Citando Panofsky ci ha ricordato che l’umanista “è colui che contesta l’autorità e rispetta la tradizione”. Secondo lei, quale autorità e quale tradizione si trovano di fronte gli umanisti, o aspiranti tali, di oggi? E come possono contestare la prima rispettando la seconda?
Il modello culturale oggi dominante, martellato da un’insistente propaganda tecnocentrica che mitizza la rivoluzione informatica ed emargina il ruolo dell’attività intellettuale e speculativa non ancorata alla tecnologia, rappresenta oggi uno dei più potenti strumenti di condizionamento mentale. Tale modello culturale, tra l’altro, nega il valore della tradizione in nome di un’idea rozza e quasi violenta del progresso, che considera il passato inutile e il solo presente degno d’attenzione. È contro questa autorità che oggi la cultura umanistica può (e secondo me deve) esercitare la propria funzione di critica, di de-mitizzazione, e di smascheramento.
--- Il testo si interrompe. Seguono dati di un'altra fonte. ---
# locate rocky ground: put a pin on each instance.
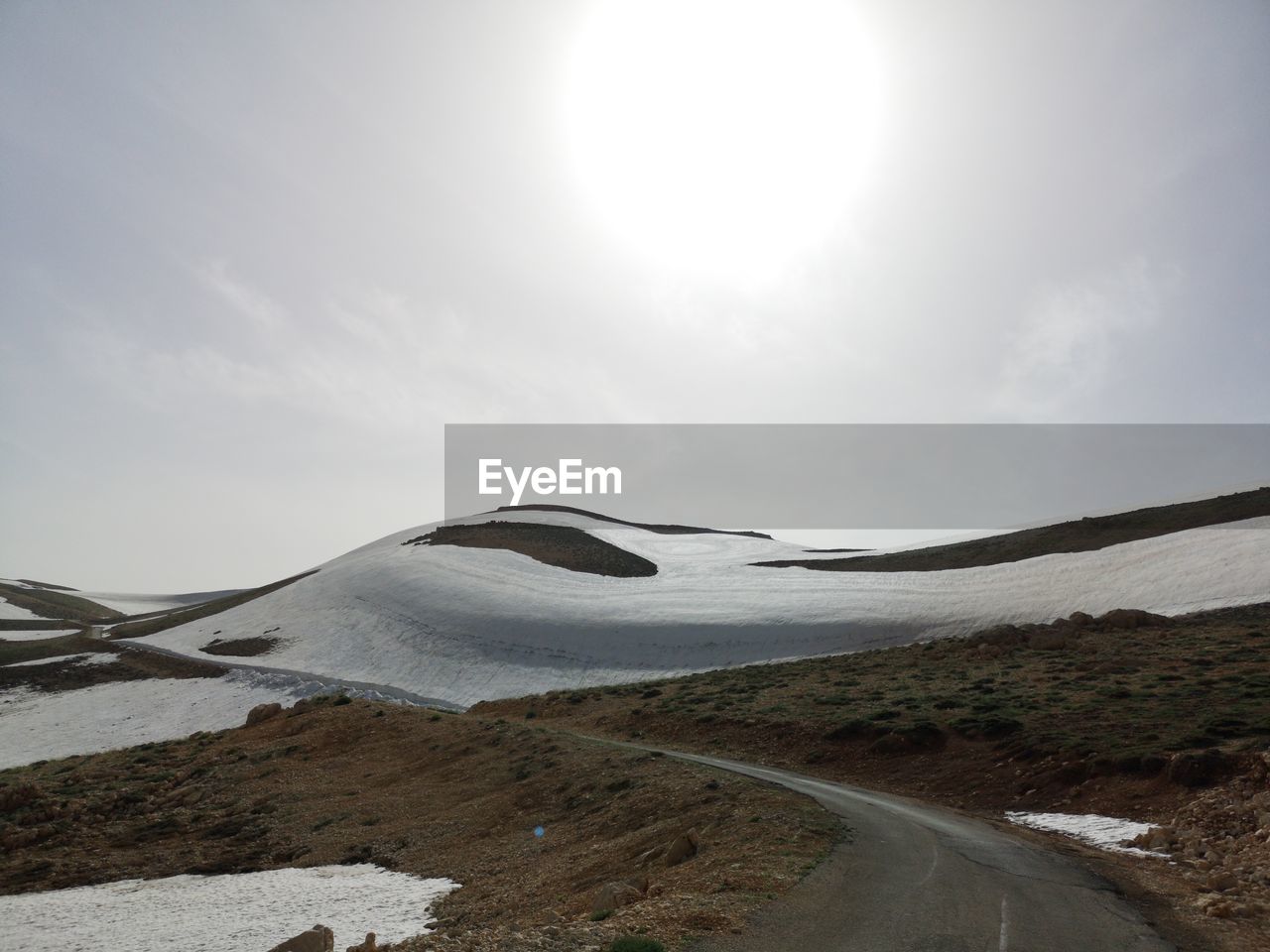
(1160, 720)
(631, 844)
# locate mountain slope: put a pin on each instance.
(466, 625)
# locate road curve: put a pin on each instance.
(921, 879)
(911, 878)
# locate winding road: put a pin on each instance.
(920, 879)
(911, 878)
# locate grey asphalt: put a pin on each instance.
(915, 878)
(919, 879)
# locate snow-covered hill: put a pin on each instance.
(466, 625)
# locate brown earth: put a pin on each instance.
(1130, 715)
(153, 622)
(128, 664)
(1076, 536)
(562, 546)
(331, 780)
(240, 648)
(58, 604)
(659, 527)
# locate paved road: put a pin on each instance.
(916, 879)
(920, 879)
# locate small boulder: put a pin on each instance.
(263, 712)
(1198, 770)
(316, 939)
(1129, 619)
(683, 847)
(1049, 640)
(615, 895)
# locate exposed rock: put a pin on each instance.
(1198, 770)
(615, 895)
(1129, 619)
(316, 939)
(1053, 640)
(683, 847)
(263, 712)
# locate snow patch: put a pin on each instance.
(93, 657)
(1103, 832)
(35, 635)
(466, 625)
(234, 912)
(8, 610)
(48, 725)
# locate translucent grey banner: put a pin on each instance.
(848, 476)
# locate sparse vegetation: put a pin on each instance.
(561, 546)
(1032, 714)
(1076, 536)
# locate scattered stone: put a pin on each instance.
(263, 712)
(316, 939)
(683, 847)
(615, 895)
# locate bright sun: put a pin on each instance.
(721, 137)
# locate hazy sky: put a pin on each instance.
(255, 255)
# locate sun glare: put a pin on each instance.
(721, 137)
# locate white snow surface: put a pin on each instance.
(465, 625)
(234, 912)
(32, 635)
(1103, 832)
(8, 610)
(131, 603)
(91, 657)
(48, 725)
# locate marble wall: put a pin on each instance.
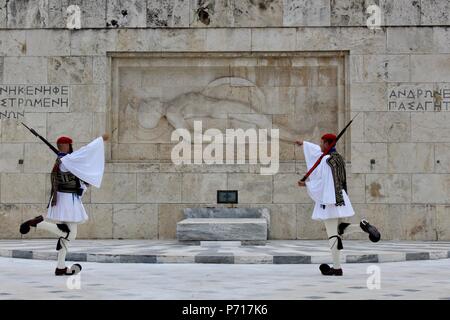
(397, 77)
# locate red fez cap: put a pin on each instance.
(329, 137)
(63, 140)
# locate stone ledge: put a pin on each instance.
(275, 252)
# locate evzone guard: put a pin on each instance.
(326, 184)
(73, 172)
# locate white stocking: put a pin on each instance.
(331, 227)
(53, 228)
(353, 228)
(65, 245)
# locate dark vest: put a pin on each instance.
(337, 164)
(63, 182)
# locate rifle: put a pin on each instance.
(43, 139)
(327, 150)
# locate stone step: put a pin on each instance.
(221, 244)
(222, 229)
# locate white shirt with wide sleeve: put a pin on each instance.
(86, 163)
(320, 187)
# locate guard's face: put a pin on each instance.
(323, 145)
(64, 147)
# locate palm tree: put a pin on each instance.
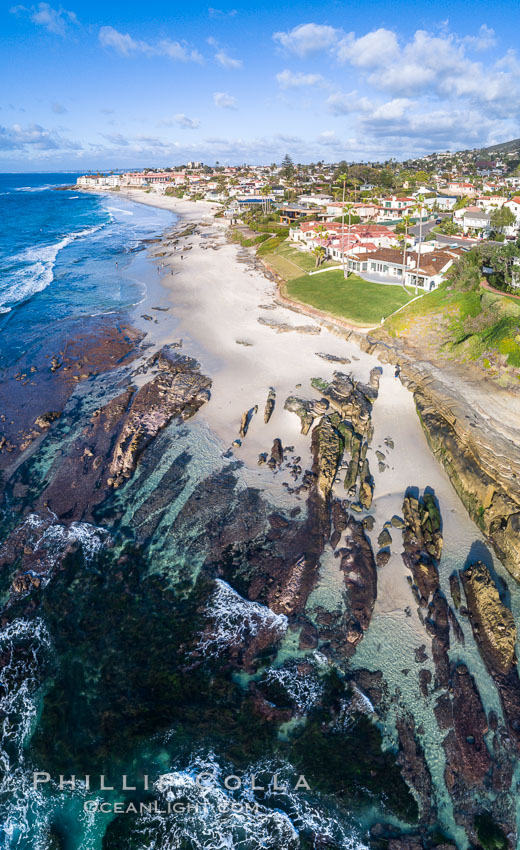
(347, 209)
(265, 190)
(319, 253)
(343, 179)
(406, 221)
(419, 208)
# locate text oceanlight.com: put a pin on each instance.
(203, 783)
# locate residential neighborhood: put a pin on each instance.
(401, 223)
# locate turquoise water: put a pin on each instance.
(65, 255)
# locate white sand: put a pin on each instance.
(217, 301)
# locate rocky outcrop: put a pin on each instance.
(359, 567)
(269, 405)
(327, 448)
(414, 766)
(304, 409)
(246, 420)
(492, 622)
(109, 447)
(422, 541)
(467, 756)
(45, 420)
(179, 390)
(282, 327)
(495, 633)
(488, 491)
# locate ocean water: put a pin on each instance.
(65, 255)
(100, 655)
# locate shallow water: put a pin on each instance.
(155, 507)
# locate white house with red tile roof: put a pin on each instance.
(514, 206)
(461, 187)
(490, 202)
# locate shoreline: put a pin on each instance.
(156, 459)
(471, 428)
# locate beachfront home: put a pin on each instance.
(365, 211)
(461, 188)
(101, 181)
(514, 206)
(395, 204)
(334, 237)
(490, 202)
(475, 221)
(426, 273)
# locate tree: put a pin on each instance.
(343, 179)
(501, 218)
(319, 253)
(419, 208)
(287, 169)
(407, 220)
(266, 203)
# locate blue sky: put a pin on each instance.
(122, 84)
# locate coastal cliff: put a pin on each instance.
(462, 423)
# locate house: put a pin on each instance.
(490, 202)
(474, 220)
(337, 237)
(292, 212)
(253, 200)
(442, 202)
(514, 206)
(395, 204)
(461, 188)
(315, 200)
(108, 181)
(426, 273)
(365, 210)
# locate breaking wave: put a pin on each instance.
(237, 620)
(32, 270)
(23, 646)
(210, 816)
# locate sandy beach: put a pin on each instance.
(219, 303)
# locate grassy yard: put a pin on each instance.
(471, 325)
(356, 300)
(289, 262)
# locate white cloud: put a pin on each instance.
(220, 13)
(186, 123)
(224, 100)
(392, 110)
(346, 104)
(373, 50)
(124, 44)
(308, 38)
(483, 41)
(288, 80)
(56, 21)
(33, 138)
(226, 61)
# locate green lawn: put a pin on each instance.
(289, 262)
(356, 300)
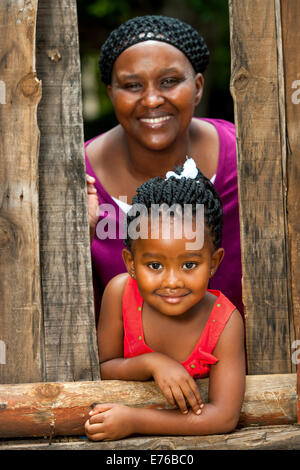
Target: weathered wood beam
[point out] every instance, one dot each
(49, 409)
(290, 15)
(279, 437)
(21, 335)
(70, 351)
(258, 93)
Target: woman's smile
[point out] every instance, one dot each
(155, 122)
(154, 91)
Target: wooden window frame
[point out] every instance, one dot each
(46, 285)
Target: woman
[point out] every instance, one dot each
(153, 69)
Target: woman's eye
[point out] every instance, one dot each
(155, 266)
(169, 82)
(189, 265)
(133, 86)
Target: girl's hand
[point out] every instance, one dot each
(109, 422)
(176, 384)
(93, 204)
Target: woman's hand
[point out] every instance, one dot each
(93, 204)
(109, 422)
(175, 383)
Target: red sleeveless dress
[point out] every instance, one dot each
(199, 361)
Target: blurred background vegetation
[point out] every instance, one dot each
(97, 18)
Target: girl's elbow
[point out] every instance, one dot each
(229, 423)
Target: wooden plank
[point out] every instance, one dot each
(62, 408)
(259, 438)
(20, 301)
(256, 87)
(290, 17)
(69, 323)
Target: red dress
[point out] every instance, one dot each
(199, 361)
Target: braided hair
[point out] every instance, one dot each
(156, 28)
(181, 191)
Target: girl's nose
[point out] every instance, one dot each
(152, 98)
(172, 280)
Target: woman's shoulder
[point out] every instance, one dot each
(102, 145)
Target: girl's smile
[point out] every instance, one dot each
(171, 279)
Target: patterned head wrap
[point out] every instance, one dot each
(155, 28)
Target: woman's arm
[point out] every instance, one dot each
(219, 415)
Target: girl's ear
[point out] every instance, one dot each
(199, 83)
(129, 262)
(216, 259)
(109, 92)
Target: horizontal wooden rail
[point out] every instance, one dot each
(60, 409)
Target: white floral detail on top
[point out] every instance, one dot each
(190, 170)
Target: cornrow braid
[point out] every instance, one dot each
(181, 191)
(156, 28)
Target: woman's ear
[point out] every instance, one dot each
(199, 83)
(129, 262)
(216, 259)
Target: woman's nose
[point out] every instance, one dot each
(152, 97)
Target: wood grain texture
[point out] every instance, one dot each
(255, 87)
(290, 17)
(69, 322)
(256, 438)
(62, 408)
(21, 332)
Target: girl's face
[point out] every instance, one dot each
(154, 92)
(170, 278)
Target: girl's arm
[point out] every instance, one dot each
(219, 415)
(171, 377)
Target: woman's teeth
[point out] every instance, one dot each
(155, 120)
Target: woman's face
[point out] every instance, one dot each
(154, 92)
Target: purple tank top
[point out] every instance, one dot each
(107, 254)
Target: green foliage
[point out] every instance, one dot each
(210, 10)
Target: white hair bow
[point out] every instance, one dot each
(189, 170)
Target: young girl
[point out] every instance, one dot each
(160, 321)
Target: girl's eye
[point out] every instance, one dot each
(155, 266)
(189, 265)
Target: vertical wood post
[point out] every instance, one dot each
(290, 14)
(21, 334)
(258, 93)
(69, 321)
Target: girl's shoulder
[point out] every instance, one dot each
(113, 294)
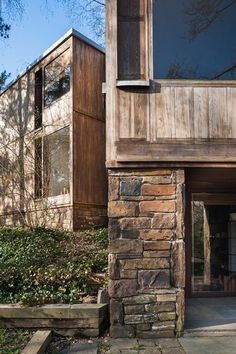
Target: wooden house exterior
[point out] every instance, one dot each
(171, 154)
(52, 127)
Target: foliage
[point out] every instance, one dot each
(13, 341)
(93, 11)
(41, 266)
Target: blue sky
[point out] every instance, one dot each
(36, 31)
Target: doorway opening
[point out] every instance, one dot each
(210, 249)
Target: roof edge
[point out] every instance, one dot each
(68, 34)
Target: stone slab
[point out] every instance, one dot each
(77, 348)
(206, 345)
(38, 343)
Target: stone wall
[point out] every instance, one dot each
(147, 252)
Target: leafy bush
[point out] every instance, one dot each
(43, 266)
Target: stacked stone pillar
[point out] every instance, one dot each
(146, 252)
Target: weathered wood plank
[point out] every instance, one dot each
(63, 311)
(91, 323)
(201, 151)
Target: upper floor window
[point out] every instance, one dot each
(194, 39)
(38, 99)
(56, 161)
(131, 39)
(57, 78)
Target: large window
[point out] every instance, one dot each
(213, 245)
(57, 78)
(56, 156)
(131, 40)
(194, 39)
(52, 161)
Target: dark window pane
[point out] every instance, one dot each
(38, 168)
(56, 163)
(213, 247)
(38, 99)
(57, 78)
(194, 39)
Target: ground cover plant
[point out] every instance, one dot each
(43, 266)
(13, 341)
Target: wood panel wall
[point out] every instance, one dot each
(187, 122)
(89, 172)
(169, 121)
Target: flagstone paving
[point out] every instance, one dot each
(188, 345)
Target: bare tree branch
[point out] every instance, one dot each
(203, 13)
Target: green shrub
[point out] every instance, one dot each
(42, 266)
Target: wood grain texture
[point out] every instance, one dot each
(88, 76)
(180, 123)
(90, 182)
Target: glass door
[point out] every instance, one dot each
(213, 244)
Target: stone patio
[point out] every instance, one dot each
(197, 345)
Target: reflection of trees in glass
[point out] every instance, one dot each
(198, 41)
(177, 71)
(203, 13)
(56, 163)
(57, 78)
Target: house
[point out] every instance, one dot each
(52, 149)
(171, 159)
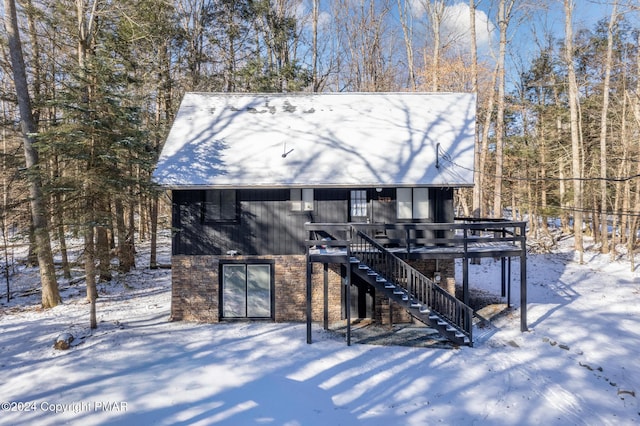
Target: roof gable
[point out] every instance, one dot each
(343, 139)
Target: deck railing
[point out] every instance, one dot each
(421, 290)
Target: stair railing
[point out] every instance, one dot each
(421, 290)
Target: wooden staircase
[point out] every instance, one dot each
(403, 284)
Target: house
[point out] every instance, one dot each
(260, 182)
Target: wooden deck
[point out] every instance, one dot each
(464, 239)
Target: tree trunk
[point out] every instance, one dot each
(604, 235)
(504, 12)
(90, 270)
(50, 292)
(576, 149)
(477, 173)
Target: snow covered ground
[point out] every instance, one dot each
(578, 365)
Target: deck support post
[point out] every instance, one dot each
(508, 282)
(503, 278)
(523, 280)
(465, 271)
(348, 296)
(326, 296)
(309, 270)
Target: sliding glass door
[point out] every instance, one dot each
(247, 290)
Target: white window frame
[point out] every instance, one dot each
(413, 203)
(301, 199)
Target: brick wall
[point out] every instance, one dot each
(195, 289)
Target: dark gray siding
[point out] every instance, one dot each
(265, 223)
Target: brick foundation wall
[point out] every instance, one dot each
(195, 288)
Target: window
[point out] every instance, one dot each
(301, 199)
(413, 203)
(358, 208)
(246, 290)
(220, 206)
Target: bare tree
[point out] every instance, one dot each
(604, 235)
(576, 148)
(50, 292)
(505, 8)
(405, 13)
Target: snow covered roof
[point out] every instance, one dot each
(337, 139)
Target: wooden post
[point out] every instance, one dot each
(309, 269)
(348, 296)
(465, 270)
(326, 296)
(523, 281)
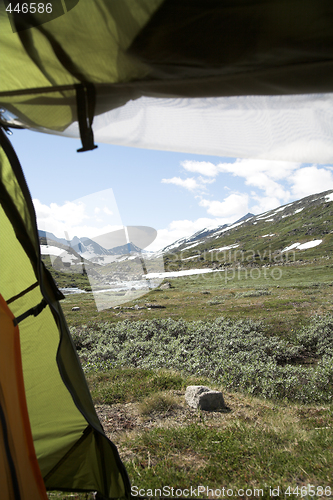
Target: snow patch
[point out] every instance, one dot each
(329, 197)
(229, 247)
(177, 274)
(303, 246)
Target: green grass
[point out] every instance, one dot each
(262, 442)
(257, 444)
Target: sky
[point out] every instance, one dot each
(177, 194)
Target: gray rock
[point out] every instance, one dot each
(165, 286)
(154, 306)
(199, 396)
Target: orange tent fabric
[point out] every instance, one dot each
(20, 476)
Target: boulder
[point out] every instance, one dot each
(154, 306)
(199, 396)
(165, 286)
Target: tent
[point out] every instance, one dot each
(223, 77)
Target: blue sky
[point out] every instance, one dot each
(175, 193)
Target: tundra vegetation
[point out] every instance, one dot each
(266, 344)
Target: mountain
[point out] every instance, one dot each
(85, 247)
(199, 235)
(300, 231)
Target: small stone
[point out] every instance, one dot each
(199, 396)
(165, 286)
(155, 306)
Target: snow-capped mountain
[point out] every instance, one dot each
(298, 226)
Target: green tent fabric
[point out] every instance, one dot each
(84, 72)
(101, 55)
(71, 447)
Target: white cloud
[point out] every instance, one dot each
(107, 211)
(190, 183)
(201, 167)
(231, 208)
(181, 229)
(310, 180)
(71, 218)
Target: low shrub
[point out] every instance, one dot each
(238, 354)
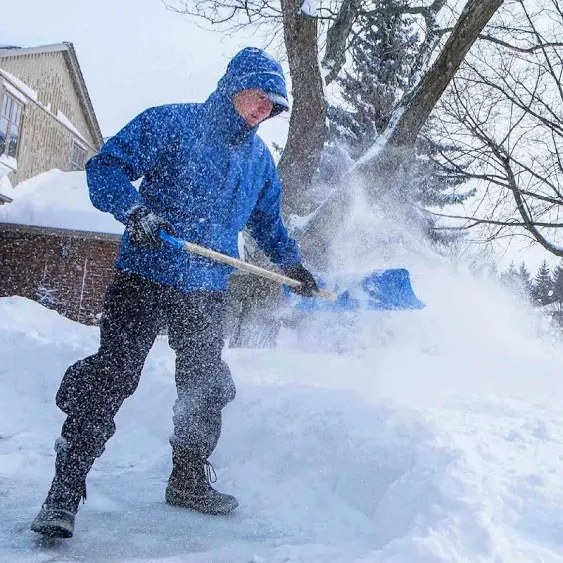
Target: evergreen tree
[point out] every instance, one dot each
(557, 296)
(543, 286)
(511, 279)
(525, 280)
(383, 56)
(558, 284)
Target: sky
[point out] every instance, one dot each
(134, 54)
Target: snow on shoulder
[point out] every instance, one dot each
(60, 200)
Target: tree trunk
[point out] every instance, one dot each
(383, 168)
(405, 129)
(306, 137)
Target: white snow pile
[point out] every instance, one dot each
(59, 200)
(434, 436)
(439, 439)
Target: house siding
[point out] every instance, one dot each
(45, 143)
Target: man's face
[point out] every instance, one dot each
(253, 105)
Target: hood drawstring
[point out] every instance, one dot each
(209, 472)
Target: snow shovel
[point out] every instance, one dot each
(384, 290)
(240, 264)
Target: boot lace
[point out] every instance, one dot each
(209, 472)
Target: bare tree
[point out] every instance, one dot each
(505, 111)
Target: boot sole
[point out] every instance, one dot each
(53, 529)
(197, 505)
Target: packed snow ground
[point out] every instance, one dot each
(436, 437)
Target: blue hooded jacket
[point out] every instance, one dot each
(205, 171)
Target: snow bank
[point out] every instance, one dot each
(59, 200)
(434, 436)
(430, 446)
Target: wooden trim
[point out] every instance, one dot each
(74, 66)
(54, 231)
(5, 76)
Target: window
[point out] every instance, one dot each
(77, 157)
(10, 125)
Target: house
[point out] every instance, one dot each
(55, 247)
(46, 116)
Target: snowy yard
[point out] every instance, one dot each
(442, 442)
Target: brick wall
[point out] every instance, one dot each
(78, 266)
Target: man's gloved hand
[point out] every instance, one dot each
(143, 227)
(308, 285)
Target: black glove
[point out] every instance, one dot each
(143, 227)
(308, 285)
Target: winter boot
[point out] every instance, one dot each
(56, 517)
(189, 486)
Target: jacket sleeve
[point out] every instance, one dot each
(266, 225)
(126, 157)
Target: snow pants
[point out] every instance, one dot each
(135, 309)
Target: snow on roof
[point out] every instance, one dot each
(59, 200)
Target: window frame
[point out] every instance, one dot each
(10, 118)
(72, 163)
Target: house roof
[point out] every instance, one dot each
(69, 54)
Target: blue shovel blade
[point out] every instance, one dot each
(386, 290)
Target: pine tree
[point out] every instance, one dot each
(543, 286)
(510, 278)
(558, 284)
(557, 296)
(383, 58)
(525, 280)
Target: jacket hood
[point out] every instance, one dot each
(250, 68)
(254, 68)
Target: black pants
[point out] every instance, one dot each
(135, 308)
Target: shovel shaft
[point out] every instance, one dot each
(240, 264)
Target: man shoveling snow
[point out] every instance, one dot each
(206, 176)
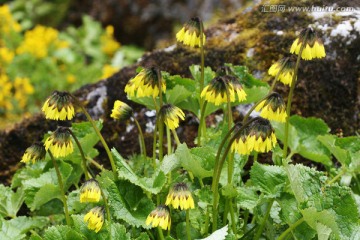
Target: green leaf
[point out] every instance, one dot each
(340, 154)
(10, 202)
(304, 140)
(127, 201)
(153, 185)
(17, 227)
(61, 232)
(269, 179)
(247, 197)
(191, 162)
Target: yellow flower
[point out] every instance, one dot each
(90, 191)
(190, 33)
(121, 111)
(59, 142)
(108, 71)
(6, 55)
(170, 114)
(219, 88)
(273, 108)
(314, 48)
(286, 66)
(39, 41)
(59, 106)
(180, 197)
(95, 218)
(146, 83)
(160, 217)
(7, 23)
(261, 137)
(70, 78)
(108, 43)
(34, 153)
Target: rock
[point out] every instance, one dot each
(327, 88)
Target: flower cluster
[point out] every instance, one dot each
(259, 137)
(222, 88)
(146, 83)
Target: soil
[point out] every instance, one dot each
(327, 88)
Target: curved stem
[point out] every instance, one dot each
(142, 140)
(292, 227)
(202, 124)
(61, 186)
(102, 140)
(188, 224)
(291, 93)
(267, 214)
(84, 162)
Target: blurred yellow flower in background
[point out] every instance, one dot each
(7, 23)
(108, 43)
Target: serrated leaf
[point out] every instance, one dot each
(127, 201)
(269, 179)
(191, 162)
(247, 198)
(61, 232)
(219, 234)
(10, 202)
(153, 184)
(17, 227)
(340, 154)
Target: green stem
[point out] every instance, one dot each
(267, 214)
(291, 93)
(161, 235)
(188, 224)
(84, 162)
(292, 227)
(217, 171)
(154, 146)
(176, 137)
(142, 140)
(61, 186)
(202, 124)
(102, 140)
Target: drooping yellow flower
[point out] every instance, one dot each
(261, 137)
(190, 33)
(170, 114)
(180, 197)
(219, 88)
(108, 71)
(160, 217)
(286, 66)
(39, 41)
(108, 43)
(7, 22)
(121, 111)
(34, 153)
(313, 46)
(59, 106)
(146, 83)
(90, 191)
(272, 108)
(59, 142)
(95, 218)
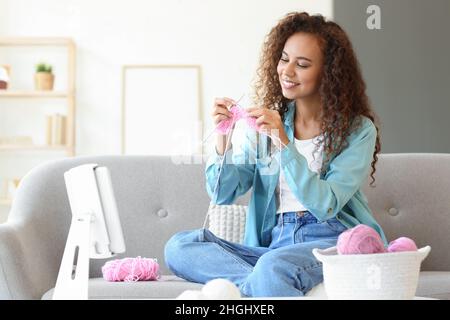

È lo stesso spirito che spinse i pionieri della rivoluzione scientifica a contestare i dogmatici modelli scolastici: in un certo senso, per rovesciare la provocatoria frase da cui siamo partiti, l’aristotelismo e il geocentrismo dei nostri tempi sono costituiti dal presentismo dominante nella cultura tecnologica e dall’idea che – come è stato scritto in un famoso articolo uscito qualche anno fa su Wired– il diluvio dei dati rende obsoleto il metodo scientifico e l’elaborazione teorica.
Nel corso della sua discussione con Juan Carlos De Martín ha commentato l’uso ormai diffusissimo dell’inglese come lingua unica, veicolo della contemporaneità, affermando che non riesce a immaginare “come un mondo che parla una sola lingua possa essere migliore di un mondo che ne parla cinque o sei”. In che modo il plurilinguismo è un valore, in un contesto che va verso la semplificazione comunicativa a tutti i costi?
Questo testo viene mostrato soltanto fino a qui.